For a company built on advertising, Google has long been known to harbor an institutional distaste for traditional tactics like broadcast or print ads. But as the Mountain View, Calif-based search giant seeks to extend its brand into new markets, and as Microsoft’s Bing attempts to chip away at its share of search traffic, Google is increasingly turning to the old-style tactics it once prided itself on doing without.

Google ran the first television ad in its history last year to promote its new Internet browser, Chrome. It also ran a billboard campaign across four cities last year called “Gone Google,” encouraging companies to switch to Google apps for their business needs.

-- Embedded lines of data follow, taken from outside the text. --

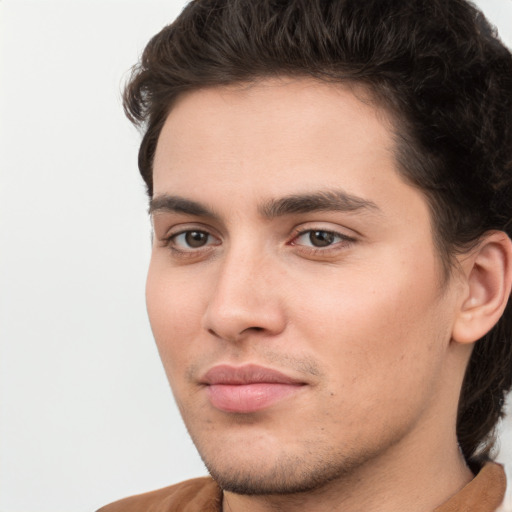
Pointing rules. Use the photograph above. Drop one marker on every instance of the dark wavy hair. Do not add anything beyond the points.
(436, 65)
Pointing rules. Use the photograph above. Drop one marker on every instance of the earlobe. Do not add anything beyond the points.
(488, 272)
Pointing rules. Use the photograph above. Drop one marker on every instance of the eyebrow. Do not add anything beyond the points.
(177, 204)
(328, 200)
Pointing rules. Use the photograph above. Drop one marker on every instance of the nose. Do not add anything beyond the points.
(246, 299)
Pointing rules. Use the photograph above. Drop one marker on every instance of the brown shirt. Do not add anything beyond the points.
(483, 494)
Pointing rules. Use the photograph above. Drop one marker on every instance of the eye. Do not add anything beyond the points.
(192, 239)
(319, 238)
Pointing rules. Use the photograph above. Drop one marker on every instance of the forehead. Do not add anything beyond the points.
(291, 127)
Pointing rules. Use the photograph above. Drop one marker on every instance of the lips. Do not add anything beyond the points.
(248, 388)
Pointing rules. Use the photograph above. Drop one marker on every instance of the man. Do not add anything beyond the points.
(330, 187)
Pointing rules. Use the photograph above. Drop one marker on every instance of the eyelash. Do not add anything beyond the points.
(343, 241)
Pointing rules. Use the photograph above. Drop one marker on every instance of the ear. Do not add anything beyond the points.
(488, 281)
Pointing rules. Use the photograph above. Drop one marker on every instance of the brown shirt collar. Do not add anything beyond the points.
(484, 493)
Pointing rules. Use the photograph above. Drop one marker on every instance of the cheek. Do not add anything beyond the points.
(174, 304)
(380, 329)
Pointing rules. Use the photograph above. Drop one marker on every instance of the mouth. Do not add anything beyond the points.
(248, 388)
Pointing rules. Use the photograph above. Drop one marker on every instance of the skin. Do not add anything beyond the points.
(364, 322)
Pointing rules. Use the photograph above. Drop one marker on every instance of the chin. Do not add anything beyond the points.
(285, 475)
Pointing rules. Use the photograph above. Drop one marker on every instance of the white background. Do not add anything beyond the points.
(86, 415)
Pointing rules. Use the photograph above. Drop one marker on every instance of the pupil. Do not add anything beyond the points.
(321, 238)
(196, 238)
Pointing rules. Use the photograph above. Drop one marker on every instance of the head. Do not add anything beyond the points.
(433, 85)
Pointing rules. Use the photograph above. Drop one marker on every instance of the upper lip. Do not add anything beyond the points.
(247, 374)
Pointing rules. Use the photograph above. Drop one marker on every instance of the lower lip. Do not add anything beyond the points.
(246, 398)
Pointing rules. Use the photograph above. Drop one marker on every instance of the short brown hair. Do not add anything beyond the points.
(437, 65)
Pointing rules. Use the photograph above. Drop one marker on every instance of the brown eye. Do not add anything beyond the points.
(192, 239)
(195, 239)
(321, 238)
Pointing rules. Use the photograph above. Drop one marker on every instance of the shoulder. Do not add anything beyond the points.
(198, 494)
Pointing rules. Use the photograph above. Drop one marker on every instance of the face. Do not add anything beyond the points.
(294, 290)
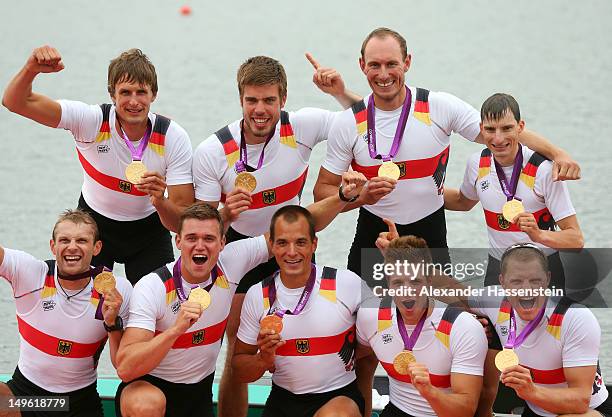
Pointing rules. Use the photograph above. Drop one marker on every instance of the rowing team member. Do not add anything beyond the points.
(160, 360)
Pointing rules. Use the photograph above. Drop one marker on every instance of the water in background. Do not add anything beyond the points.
(551, 55)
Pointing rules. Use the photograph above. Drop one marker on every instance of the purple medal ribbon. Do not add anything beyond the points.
(95, 271)
(410, 341)
(399, 131)
(513, 339)
(303, 298)
(510, 189)
(241, 164)
(178, 284)
(137, 153)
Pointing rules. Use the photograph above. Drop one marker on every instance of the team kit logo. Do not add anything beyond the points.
(64, 347)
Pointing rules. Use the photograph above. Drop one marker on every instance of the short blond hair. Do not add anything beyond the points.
(262, 70)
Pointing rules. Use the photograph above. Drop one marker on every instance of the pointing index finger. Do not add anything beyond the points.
(312, 61)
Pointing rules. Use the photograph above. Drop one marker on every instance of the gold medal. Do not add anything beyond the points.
(245, 180)
(512, 208)
(389, 169)
(272, 322)
(104, 282)
(505, 359)
(200, 296)
(402, 360)
(134, 171)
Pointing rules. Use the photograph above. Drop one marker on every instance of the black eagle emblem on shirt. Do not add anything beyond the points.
(439, 174)
(347, 351)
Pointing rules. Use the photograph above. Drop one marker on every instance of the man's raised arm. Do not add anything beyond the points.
(330, 82)
(18, 96)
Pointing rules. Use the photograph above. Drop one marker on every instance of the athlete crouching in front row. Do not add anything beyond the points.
(432, 352)
(299, 323)
(168, 354)
(64, 318)
(550, 353)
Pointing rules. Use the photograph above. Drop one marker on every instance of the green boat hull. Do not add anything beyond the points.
(107, 387)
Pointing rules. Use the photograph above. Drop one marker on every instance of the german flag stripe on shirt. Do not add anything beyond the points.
(328, 284)
(230, 147)
(484, 165)
(49, 289)
(286, 134)
(556, 319)
(440, 381)
(547, 376)
(265, 291)
(277, 195)
(411, 169)
(104, 132)
(314, 346)
(530, 170)
(55, 346)
(504, 311)
(200, 337)
(360, 112)
(446, 324)
(421, 106)
(157, 140)
(497, 221)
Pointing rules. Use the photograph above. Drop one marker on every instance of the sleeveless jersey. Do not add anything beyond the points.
(104, 155)
(545, 205)
(281, 178)
(60, 340)
(318, 355)
(451, 341)
(194, 354)
(570, 336)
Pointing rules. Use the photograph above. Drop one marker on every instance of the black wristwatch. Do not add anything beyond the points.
(343, 198)
(117, 326)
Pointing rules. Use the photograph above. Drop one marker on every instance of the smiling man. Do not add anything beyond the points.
(270, 148)
(551, 346)
(433, 353)
(507, 172)
(63, 321)
(171, 346)
(399, 137)
(128, 154)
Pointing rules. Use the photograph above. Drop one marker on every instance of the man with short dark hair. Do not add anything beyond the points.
(311, 347)
(507, 173)
(64, 317)
(168, 355)
(128, 154)
(550, 355)
(267, 153)
(399, 137)
(432, 352)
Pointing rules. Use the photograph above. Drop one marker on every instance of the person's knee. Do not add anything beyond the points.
(339, 407)
(141, 398)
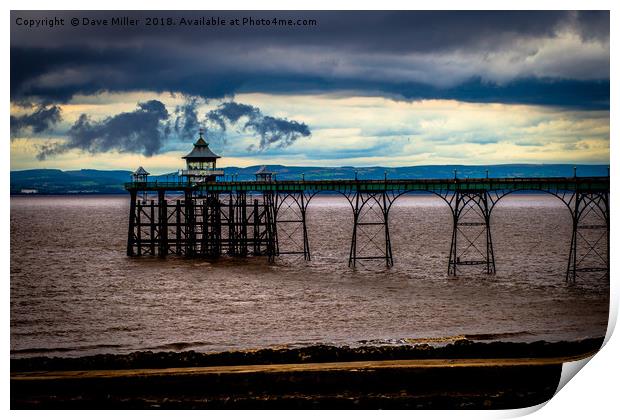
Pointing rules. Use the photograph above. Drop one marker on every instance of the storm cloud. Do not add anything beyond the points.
(555, 58)
(42, 119)
(141, 131)
(147, 129)
(273, 132)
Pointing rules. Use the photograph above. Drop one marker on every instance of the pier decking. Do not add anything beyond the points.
(243, 218)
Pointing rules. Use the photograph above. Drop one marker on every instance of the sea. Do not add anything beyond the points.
(74, 292)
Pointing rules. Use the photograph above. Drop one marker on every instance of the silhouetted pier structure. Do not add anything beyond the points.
(207, 218)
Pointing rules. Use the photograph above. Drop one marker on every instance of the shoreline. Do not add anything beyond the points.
(461, 375)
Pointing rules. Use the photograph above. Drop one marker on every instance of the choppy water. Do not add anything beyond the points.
(74, 292)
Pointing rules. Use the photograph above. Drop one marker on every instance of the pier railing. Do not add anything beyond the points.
(462, 184)
(250, 217)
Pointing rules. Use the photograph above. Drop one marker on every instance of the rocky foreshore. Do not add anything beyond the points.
(460, 349)
(463, 374)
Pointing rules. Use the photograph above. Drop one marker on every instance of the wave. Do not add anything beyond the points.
(43, 350)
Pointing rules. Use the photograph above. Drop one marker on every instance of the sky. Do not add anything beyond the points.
(343, 89)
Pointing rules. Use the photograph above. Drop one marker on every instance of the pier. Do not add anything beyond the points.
(209, 218)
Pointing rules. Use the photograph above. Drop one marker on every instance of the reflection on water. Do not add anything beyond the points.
(74, 292)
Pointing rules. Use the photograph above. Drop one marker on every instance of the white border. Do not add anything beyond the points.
(592, 393)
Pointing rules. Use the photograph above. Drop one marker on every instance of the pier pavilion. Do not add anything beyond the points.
(200, 216)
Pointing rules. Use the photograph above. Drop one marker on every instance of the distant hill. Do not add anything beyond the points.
(92, 181)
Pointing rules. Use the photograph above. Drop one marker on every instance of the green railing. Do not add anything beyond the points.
(436, 185)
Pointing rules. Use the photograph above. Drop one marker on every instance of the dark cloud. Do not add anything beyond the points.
(147, 129)
(273, 132)
(141, 131)
(413, 54)
(43, 118)
(186, 123)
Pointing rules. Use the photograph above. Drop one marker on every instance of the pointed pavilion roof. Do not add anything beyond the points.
(263, 170)
(141, 171)
(201, 150)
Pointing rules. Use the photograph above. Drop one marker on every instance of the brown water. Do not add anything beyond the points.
(74, 292)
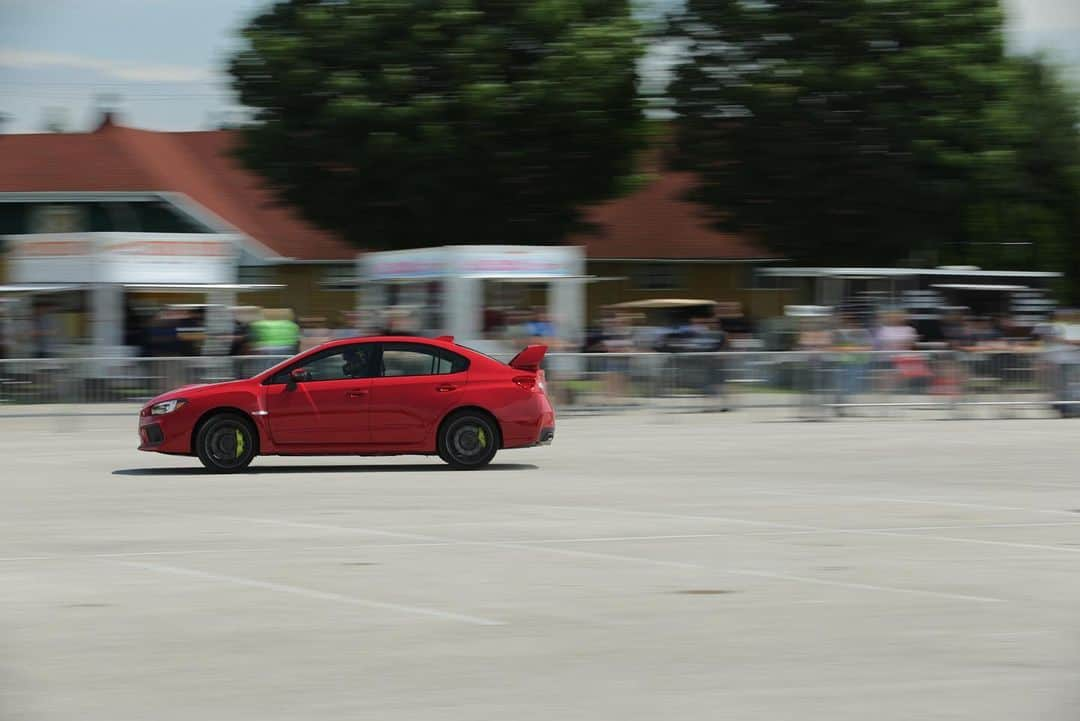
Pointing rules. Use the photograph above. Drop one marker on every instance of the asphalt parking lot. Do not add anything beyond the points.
(644, 567)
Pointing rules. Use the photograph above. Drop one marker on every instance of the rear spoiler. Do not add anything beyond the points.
(529, 358)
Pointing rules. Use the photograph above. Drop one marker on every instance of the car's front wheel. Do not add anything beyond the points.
(226, 443)
(468, 439)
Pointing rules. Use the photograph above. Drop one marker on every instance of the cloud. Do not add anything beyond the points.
(169, 73)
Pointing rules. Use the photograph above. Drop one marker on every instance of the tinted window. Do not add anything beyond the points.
(335, 364)
(414, 359)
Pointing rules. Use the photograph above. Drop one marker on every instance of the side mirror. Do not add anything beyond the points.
(298, 376)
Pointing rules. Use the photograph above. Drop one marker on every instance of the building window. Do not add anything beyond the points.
(658, 276)
(256, 274)
(58, 219)
(339, 275)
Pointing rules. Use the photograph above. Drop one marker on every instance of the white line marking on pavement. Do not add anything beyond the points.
(445, 541)
(866, 586)
(309, 593)
(324, 527)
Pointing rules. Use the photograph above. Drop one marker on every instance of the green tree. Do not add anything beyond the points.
(402, 123)
(872, 131)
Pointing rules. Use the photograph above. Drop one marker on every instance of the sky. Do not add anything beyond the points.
(161, 62)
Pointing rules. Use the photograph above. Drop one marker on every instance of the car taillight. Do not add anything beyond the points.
(527, 382)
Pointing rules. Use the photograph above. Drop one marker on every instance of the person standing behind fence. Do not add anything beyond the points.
(277, 334)
(909, 370)
(851, 344)
(813, 341)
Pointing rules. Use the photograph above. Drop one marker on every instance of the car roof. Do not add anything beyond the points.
(437, 342)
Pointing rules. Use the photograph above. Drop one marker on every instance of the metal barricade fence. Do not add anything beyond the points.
(818, 384)
(117, 379)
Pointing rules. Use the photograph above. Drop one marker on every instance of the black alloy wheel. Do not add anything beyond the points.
(469, 439)
(226, 443)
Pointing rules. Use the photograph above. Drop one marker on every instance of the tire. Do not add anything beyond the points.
(468, 439)
(227, 443)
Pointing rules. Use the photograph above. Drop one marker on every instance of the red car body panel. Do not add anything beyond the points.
(378, 416)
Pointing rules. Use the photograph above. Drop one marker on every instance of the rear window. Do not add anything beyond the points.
(400, 359)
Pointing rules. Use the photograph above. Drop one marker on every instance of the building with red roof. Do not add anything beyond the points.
(177, 214)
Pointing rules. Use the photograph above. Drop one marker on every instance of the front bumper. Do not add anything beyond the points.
(165, 434)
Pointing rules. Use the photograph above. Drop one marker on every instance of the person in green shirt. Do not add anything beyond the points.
(275, 334)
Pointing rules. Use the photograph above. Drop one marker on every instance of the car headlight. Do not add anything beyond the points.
(166, 406)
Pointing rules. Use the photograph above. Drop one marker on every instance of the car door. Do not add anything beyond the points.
(416, 385)
(332, 407)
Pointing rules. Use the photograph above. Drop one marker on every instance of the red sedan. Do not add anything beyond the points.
(361, 396)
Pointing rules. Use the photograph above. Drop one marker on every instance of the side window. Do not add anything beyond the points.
(335, 364)
(413, 359)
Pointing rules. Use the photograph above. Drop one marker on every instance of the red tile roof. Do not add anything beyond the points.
(197, 164)
(657, 221)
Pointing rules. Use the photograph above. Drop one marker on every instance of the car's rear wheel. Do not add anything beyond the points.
(226, 443)
(468, 439)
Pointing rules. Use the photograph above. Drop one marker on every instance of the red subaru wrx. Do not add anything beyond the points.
(361, 396)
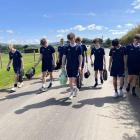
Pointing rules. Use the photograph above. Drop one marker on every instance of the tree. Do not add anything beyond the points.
(108, 43)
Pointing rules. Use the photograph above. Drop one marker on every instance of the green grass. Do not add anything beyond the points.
(7, 78)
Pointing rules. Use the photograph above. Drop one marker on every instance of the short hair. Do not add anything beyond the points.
(70, 36)
(11, 46)
(78, 39)
(137, 37)
(62, 39)
(97, 40)
(43, 41)
(115, 42)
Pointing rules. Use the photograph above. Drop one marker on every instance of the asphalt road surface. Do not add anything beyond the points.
(93, 115)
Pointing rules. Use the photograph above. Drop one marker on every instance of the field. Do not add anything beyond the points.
(7, 78)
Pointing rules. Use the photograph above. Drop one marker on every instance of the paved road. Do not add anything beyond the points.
(93, 115)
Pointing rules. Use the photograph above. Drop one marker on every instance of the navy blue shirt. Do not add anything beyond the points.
(47, 55)
(72, 56)
(117, 55)
(84, 49)
(133, 54)
(16, 57)
(99, 55)
(61, 51)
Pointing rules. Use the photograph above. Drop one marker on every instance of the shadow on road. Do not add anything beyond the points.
(50, 102)
(13, 96)
(98, 102)
(90, 88)
(128, 113)
(4, 90)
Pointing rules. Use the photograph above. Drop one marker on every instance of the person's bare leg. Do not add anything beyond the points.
(134, 82)
(121, 86)
(130, 79)
(101, 77)
(43, 80)
(51, 79)
(96, 79)
(115, 86)
(71, 88)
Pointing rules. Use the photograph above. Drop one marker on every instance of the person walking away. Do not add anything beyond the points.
(72, 58)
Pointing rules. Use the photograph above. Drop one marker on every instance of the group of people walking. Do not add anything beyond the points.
(73, 57)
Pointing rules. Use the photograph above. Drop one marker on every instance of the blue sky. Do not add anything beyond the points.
(26, 21)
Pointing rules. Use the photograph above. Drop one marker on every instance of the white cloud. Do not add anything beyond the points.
(119, 26)
(135, 6)
(91, 14)
(79, 28)
(79, 14)
(46, 16)
(130, 11)
(129, 25)
(59, 36)
(10, 31)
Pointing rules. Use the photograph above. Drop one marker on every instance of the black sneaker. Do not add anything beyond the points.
(128, 88)
(50, 85)
(102, 81)
(96, 84)
(134, 93)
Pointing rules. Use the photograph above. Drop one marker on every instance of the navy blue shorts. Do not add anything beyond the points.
(47, 68)
(133, 71)
(17, 70)
(83, 63)
(72, 73)
(98, 67)
(117, 73)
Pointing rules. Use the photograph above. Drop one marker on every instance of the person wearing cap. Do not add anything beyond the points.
(99, 60)
(15, 57)
(117, 66)
(133, 55)
(48, 58)
(72, 58)
(84, 54)
(60, 52)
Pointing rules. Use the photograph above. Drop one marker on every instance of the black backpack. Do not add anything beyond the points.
(105, 75)
(79, 81)
(30, 73)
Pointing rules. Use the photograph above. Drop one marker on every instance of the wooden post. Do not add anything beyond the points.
(34, 56)
(0, 60)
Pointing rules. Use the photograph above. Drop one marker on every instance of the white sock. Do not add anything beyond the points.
(43, 85)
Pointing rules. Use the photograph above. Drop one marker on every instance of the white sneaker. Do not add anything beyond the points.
(13, 89)
(75, 92)
(43, 88)
(121, 94)
(71, 96)
(115, 95)
(20, 85)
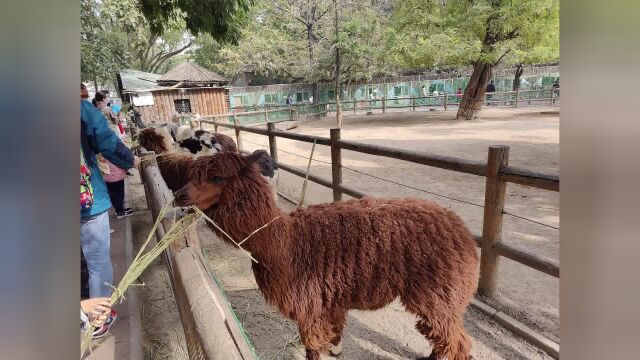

Last fall, the company hired Russell Reynolds Associates to help find its first VP of Americas marketing. Around the same time, it also began hunting for a director of marketing, media and Platforms.

On Monday, a Google spokeswoman declined to comment on whether those positions had yet been filled.

She did acknowledge that TV advertising wasn’t exactly in Google’s comfort zone, calling it “an unconventional method (for Google),” in an e-mail message. But she indicated it’s something Google would likely be doing more of.

“We have a TV advertising business because we believe that TV advertising is an effective way to reach consumers,” she wrote. She also reiterated that “Google increased its investment in marketing during the fourth quarter of 2009, and we plan to continue to do that where it makes sense.”

Despite Google’s seemingly queasy feelings about appearing on “the big game,” observers today largely applauded the move, calling the ad emotional and one of the game’s more memorable spots. The ad told the story of an unseen man who meets, marries and starts a family with a French woman through the Google searches he performs as the relationship matures.

Marty Orzio, partner and chief creative office of ad agency Gotham in New York, called the ad “a classic little love story told beautifully” that highlighted why Google was different from the competition.

“If you think about Bing or any of their competition, nobody else can say they are playing an important role in people’s lives,” he said. “They have not have been around long enough to have an impact like that. Google is claiming territory that only they can claim, which is why I thought it was absolutely brilliant.”

Of course, not everyone thought it was a wise investment for a brand whose name is already synonymous with search. In the words of YouTube commenter ShadyHady this morning. “Google commercials? Isn’t that rather like, say, oxygen commercials or knife and fork commercials?”